The mission of the Working-Class Studies Association is to develop and promote multiple forms of scholarship, teaching, and activism related to working-class life and cultures.
"Exit Zero" explores the effects of deindustrialization on Chicago workers and their families. Both an ethnographic study and a personal narrative, the book details the experiences of Walley’s father and thousands of others who lost their jobs during the 1980s, when Chicago’s long-vibrant steel industry abruptly collapsed.
In a 2013 MIT News feature about the book, Peter Dizikes wrote: "Walley also builds an argument that rapid deindustrialization in the United States was not simply the result of seemingly inevitable shifts in the global economy, but a consequence of corporate-friendly policies, and a new emphasis on raising short-term share prices, that pitted the interests of management against the long-term interests of companies and their workers. 'If you really want to understand why there is this expanding class inequality in the United States, one of the places you have to look is the long-term impact of deindustrialization,' Walley says. 'We have to think historically about how we got into this position and how we can come out of it.'"
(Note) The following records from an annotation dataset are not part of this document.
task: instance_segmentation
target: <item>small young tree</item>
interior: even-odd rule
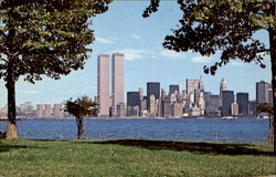
[[[75,101],[72,98],[65,101],[64,111],[76,118],[77,139],[84,138],[85,118],[89,115],[97,115],[97,103],[88,96],[82,96]]]
[[[273,126],[272,126],[272,118],[274,118],[273,106],[267,103],[259,104],[257,106],[257,111],[259,113],[266,113],[268,115],[268,118],[269,118],[268,142],[273,143],[274,140]]]

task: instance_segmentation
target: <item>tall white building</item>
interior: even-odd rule
[[[124,54],[114,53],[112,80],[112,116],[117,116],[117,105],[124,103]]]
[[[220,95],[222,96],[222,91],[226,91],[226,81],[222,79],[221,84],[220,84]]]
[[[109,55],[98,55],[97,61],[97,98],[99,104],[98,116],[109,116]]]

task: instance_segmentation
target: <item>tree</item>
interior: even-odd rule
[[[8,90],[7,138],[18,137],[15,82],[59,80],[84,67],[94,41],[89,18],[110,0],[2,0],[0,2],[0,79]]]
[[[68,112],[76,118],[77,139],[84,138],[85,118],[89,115],[97,115],[97,103],[88,96],[82,96],[75,101],[72,98],[64,103],[64,111]]]
[[[268,115],[268,118],[269,118],[268,142],[272,143],[274,140],[273,128],[272,128],[272,117],[274,115],[273,106],[269,105],[269,104],[267,104],[267,103],[259,104],[257,106],[257,112],[259,112],[259,113],[266,113]]]
[[[158,11],[160,0],[151,0],[144,11],[147,18]],[[177,52],[189,50],[210,56],[221,53],[220,61],[204,66],[205,73],[215,74],[217,67],[231,60],[254,62],[261,67],[265,55],[270,55],[274,112],[276,112],[276,1],[275,0],[178,0],[182,18],[179,29],[164,38],[163,46]],[[269,34],[269,46],[255,39],[255,32]],[[276,122],[274,119],[274,127]],[[276,128],[274,128],[274,135]],[[274,140],[276,154],[276,142]]]

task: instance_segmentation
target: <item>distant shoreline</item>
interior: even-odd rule
[[[266,119],[267,117],[258,117],[258,116],[229,116],[229,117],[220,117],[220,116],[188,116],[181,118],[169,118],[169,117],[88,117],[86,119]],[[46,121],[46,119],[55,119],[55,121],[67,121],[67,119],[75,119],[74,117],[66,117],[66,118],[35,118],[35,117],[19,117],[17,121]],[[0,118],[0,122],[4,122],[7,118]]]

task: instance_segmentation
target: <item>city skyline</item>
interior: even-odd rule
[[[35,85],[17,83],[17,102],[32,102],[34,104],[61,103],[70,97],[97,95],[97,55],[120,52],[125,54],[125,93],[142,87],[147,82],[160,82],[160,87],[169,91],[170,84],[184,86],[185,79],[202,76],[205,91],[219,93],[221,79],[227,81],[227,87],[234,92],[248,92],[250,98],[255,98],[255,83],[270,82],[269,61],[266,59],[265,70],[255,64],[238,61],[219,69],[215,76],[205,75],[203,66],[212,65],[217,56],[209,60],[199,54],[176,53],[162,49],[163,38],[171,33],[170,29],[178,24],[180,13],[177,3],[162,2],[158,13],[150,19],[141,17],[148,2],[118,2],[110,4],[109,10],[94,18],[93,29],[96,41],[92,44],[93,53],[83,71],[73,72],[62,80],[54,81],[43,77]],[[162,18],[162,20],[160,20]],[[118,20],[119,19],[119,20]],[[126,28],[128,27],[128,28]],[[267,33],[256,33],[259,39],[267,39]],[[264,41],[267,44],[267,40]],[[242,75],[242,76],[241,76]],[[64,92],[66,91],[66,92]],[[7,104],[7,91],[3,81],[0,82],[0,106]]]

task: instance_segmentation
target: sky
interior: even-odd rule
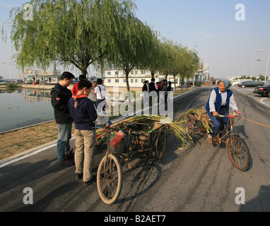
[[[0,0],[1,28],[11,8],[25,2]],[[158,32],[160,37],[187,47],[196,45],[193,49],[204,65],[209,64],[211,76],[241,76],[244,71],[247,76],[251,76],[252,64],[252,76],[265,76],[267,51],[270,51],[270,1],[135,0],[134,3],[136,16]],[[14,50],[10,40],[5,44],[1,40],[0,50],[0,76],[9,78],[8,64],[11,64],[11,78],[18,78],[21,71],[13,65]],[[79,73],[78,70],[74,71]],[[98,74],[93,70],[90,73]]]

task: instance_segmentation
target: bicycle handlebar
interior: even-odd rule
[[[242,115],[233,115],[233,114],[229,114],[229,115],[222,115],[222,114],[218,114],[217,116],[218,117],[221,117],[221,118],[232,118],[232,119],[235,119],[235,117],[236,118],[242,118]]]

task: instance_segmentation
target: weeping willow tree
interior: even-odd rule
[[[72,64],[85,76],[91,64],[115,51],[115,38],[124,31],[119,29],[122,18],[131,17],[134,8],[131,0],[32,0],[28,4],[33,20],[25,20],[23,7],[10,13],[17,65],[23,69]]]

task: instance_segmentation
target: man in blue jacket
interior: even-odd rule
[[[72,156],[72,148],[69,145],[71,138],[73,119],[69,113],[69,101],[72,96],[68,87],[71,84],[74,76],[69,71],[62,73],[59,83],[52,89],[52,105],[54,108],[55,121],[58,126],[57,156],[58,162],[66,167],[74,165],[74,160],[69,159]],[[69,154],[65,159],[65,153]]]
[[[218,82],[218,85],[211,93],[209,100],[207,102],[206,109],[210,119],[213,123],[212,133],[208,134],[207,141],[211,143],[212,138],[215,141],[218,141],[218,136],[220,128],[221,121],[216,117],[218,114],[229,115],[229,107],[235,112],[237,115],[241,114],[238,112],[237,105],[235,102],[233,91],[229,90],[232,84],[228,80],[224,79]],[[228,118],[221,118],[224,125],[228,124]]]
[[[88,80],[78,83],[78,93],[73,95],[69,102],[69,110],[74,119],[76,151],[74,155],[76,178],[83,178],[83,186],[93,181],[92,169],[95,145],[95,128],[94,121],[97,112],[88,98],[92,84]]]

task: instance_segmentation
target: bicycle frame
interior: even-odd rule
[[[231,138],[233,138],[233,136],[235,136],[235,134],[233,133],[233,125],[235,124],[235,117],[239,117],[240,119],[241,118],[241,116],[235,116],[235,115],[228,115],[228,116],[225,116],[225,115],[221,115],[221,114],[218,114],[217,116],[217,117],[219,117],[219,118],[228,118],[229,120],[228,121],[228,123],[227,123],[227,125],[226,125],[226,127],[225,127],[225,133],[224,135],[221,136],[221,137],[220,137],[220,142],[219,143],[215,143],[215,144],[217,144],[217,145],[221,145],[222,142],[224,142],[226,143],[227,145],[227,142],[228,141],[228,138],[230,137]],[[230,126],[229,126],[229,124],[230,124]],[[220,133],[223,133],[223,131],[220,131]],[[220,133],[221,134],[221,133]],[[219,134],[218,134],[218,136],[219,136]]]

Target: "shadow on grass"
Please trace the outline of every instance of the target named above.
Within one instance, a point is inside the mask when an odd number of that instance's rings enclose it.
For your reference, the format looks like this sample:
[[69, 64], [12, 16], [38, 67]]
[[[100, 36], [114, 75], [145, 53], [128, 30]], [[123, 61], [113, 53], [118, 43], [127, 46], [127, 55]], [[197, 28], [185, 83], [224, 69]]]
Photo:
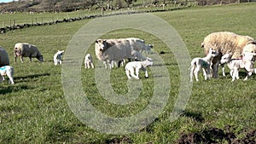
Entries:
[[198, 132], [191, 132], [189, 134], [185, 134], [183, 132], [182, 134], [180, 134], [177, 143], [256, 143], [255, 129], [249, 130], [248, 131], [243, 131], [242, 133], [245, 136], [240, 139], [236, 137], [233, 131], [230, 131], [229, 130], [221, 130], [218, 128], [208, 128]]
[[28, 76], [22, 76], [22, 77], [15, 77], [15, 83], [19, 82], [28, 82], [29, 79], [38, 78], [39, 77], [45, 77], [50, 76], [49, 73], [39, 73], [39, 74], [32, 74]]
[[0, 94], [5, 95], [9, 93], [17, 92], [20, 89], [32, 89], [33, 88], [28, 87], [26, 85], [9, 85], [8, 87], [1, 87]]
[[184, 111], [181, 116], [191, 118], [201, 123], [202, 123], [205, 120], [205, 118], [202, 117], [201, 113], [196, 113], [194, 112]]

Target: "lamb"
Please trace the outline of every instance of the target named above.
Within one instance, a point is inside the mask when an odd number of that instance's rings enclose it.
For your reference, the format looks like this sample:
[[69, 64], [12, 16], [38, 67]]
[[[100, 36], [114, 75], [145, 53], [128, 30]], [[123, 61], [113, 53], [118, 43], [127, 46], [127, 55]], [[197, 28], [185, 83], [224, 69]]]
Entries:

In November 2013, Walley's book was also awarded second place in the juried competition for the Victor Turner Prize for Ethnographic Writing. Awarded by the Society for Humanistic Anthropology, the Victor Turner Prize honors an innovative book that furthers the goals of the late Victor Turner, who devoted his career to seeking a language that would reopen anthropology to the human subject.
Film and interactive website based on the "Exit Zero" book
In addition to the book, Walley worked with filmmaker Chris Boebel to create a documentary film centered on the human, economic, and environmental devastation left behind in the southeast Chicago region.
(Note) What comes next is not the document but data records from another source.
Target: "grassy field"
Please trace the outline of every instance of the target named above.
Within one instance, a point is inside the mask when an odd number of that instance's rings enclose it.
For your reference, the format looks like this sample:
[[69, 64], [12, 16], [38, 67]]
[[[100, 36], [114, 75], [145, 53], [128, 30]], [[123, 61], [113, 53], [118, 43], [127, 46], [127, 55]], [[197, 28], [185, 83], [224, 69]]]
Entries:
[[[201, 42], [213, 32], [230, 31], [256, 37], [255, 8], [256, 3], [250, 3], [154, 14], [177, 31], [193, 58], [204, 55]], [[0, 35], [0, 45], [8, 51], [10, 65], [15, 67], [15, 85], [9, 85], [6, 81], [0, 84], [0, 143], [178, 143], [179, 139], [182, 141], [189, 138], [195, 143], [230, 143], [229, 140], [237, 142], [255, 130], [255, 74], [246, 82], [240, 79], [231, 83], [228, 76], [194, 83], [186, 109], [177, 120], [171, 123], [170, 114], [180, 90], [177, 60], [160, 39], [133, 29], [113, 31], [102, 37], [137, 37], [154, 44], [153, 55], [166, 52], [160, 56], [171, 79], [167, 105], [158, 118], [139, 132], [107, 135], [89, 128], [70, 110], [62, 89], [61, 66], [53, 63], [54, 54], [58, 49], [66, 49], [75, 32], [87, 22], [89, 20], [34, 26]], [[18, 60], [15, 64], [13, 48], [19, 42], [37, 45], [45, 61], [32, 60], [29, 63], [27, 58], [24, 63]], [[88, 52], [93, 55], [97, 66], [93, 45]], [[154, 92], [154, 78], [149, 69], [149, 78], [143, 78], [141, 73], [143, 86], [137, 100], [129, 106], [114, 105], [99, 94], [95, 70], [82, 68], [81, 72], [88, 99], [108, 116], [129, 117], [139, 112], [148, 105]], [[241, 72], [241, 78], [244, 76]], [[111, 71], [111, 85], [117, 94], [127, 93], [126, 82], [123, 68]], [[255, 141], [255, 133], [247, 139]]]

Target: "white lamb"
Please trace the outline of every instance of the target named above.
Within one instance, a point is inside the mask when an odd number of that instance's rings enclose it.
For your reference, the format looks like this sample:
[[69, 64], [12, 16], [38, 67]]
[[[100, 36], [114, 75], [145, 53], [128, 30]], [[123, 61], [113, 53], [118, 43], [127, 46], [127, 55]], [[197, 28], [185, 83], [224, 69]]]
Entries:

Currently, Walley is working on an associated interactive website project, for which she has been awarded a preservation and access grant from the National Endowment for the Humanities through its Humanities Collection Program. The website is being created in conjunction with the Southeast Chicago Historical Museum, and has an advisory board that includes representatives from the Field Museum and the Chicago History Museum.
Walley will receive the CLR James Award officially on June 6 at the Working-Class Studies Association's "How Class Works" conference, which will take place in Stony Brook, N.Y.